Il Susumaniello è coltivato da moltissimi anni nelle province di Brindisi, Lecce e nella parte meridionale di quella di Bari, anche se con ogni probabilità le sue origini sono dalmate. L’etimologia del nome, così particolare, dovrebbe ricondurre alla principale caratteristica del vitigno, quella di essere molto produttivo, tanto da “caricarsi come un somarello”. Ciò sarebbe confermato da alcuni sinonimi usati per descriverlo: Somarello Nero, Susomaniello e Susumariello Nero.

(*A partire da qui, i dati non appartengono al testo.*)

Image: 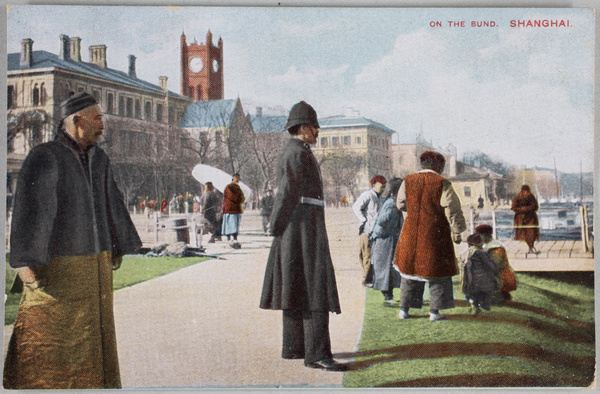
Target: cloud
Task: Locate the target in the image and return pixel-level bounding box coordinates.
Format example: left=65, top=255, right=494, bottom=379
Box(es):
left=279, top=20, right=339, bottom=39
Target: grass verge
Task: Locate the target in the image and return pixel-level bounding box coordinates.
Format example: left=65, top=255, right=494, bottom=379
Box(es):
left=4, top=256, right=209, bottom=325
left=342, top=274, right=595, bottom=388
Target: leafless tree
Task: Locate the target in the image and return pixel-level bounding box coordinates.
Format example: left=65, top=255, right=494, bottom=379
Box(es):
left=320, top=149, right=365, bottom=201
left=6, top=110, right=53, bottom=151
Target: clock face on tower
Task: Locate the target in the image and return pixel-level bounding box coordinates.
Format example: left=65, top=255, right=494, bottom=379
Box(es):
left=190, top=56, right=204, bottom=73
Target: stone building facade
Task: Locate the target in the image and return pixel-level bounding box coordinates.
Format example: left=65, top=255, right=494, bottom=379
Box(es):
left=313, top=115, right=395, bottom=197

Questa qualità è presente soprattutto nei primi dieci anni di vita della pianta, che nel tempo tende a diminuire notevolmente la produttività.

Diffusione

Seppur utilizzato esclusivamente per la produzione di vini, non è quasi mai vinificato in purezza, ma piuttosto mescolato con altre uve locali. Si può coltivare in tutte le province pugliesi con l’esclusione di quella di Foggia, ma le aree di maggiore diffusione rimangono le zone di Otranto e di Ostuni. 



La pianta

Il grappolo è di media grandezza, piramidale, sovente composto, allungato, compatto. Anche l’acino ha dimensioni che rientrano nella norma ed è sferoidale. La buccia è molto pruinosa, di medio spessore, poco consistente e di un intenso colore blu. Le uve sono vendemmiate di solito fra la seconda metà di settembre e i primi giorni di ottobre.

Caratteristiche del vino

Questa varietà dà vita a un prodotto dal colore assai intenso e cupo, caratterizzato da un’acidità molto pronunciata, dal gusto asciutto e abbastanza austero.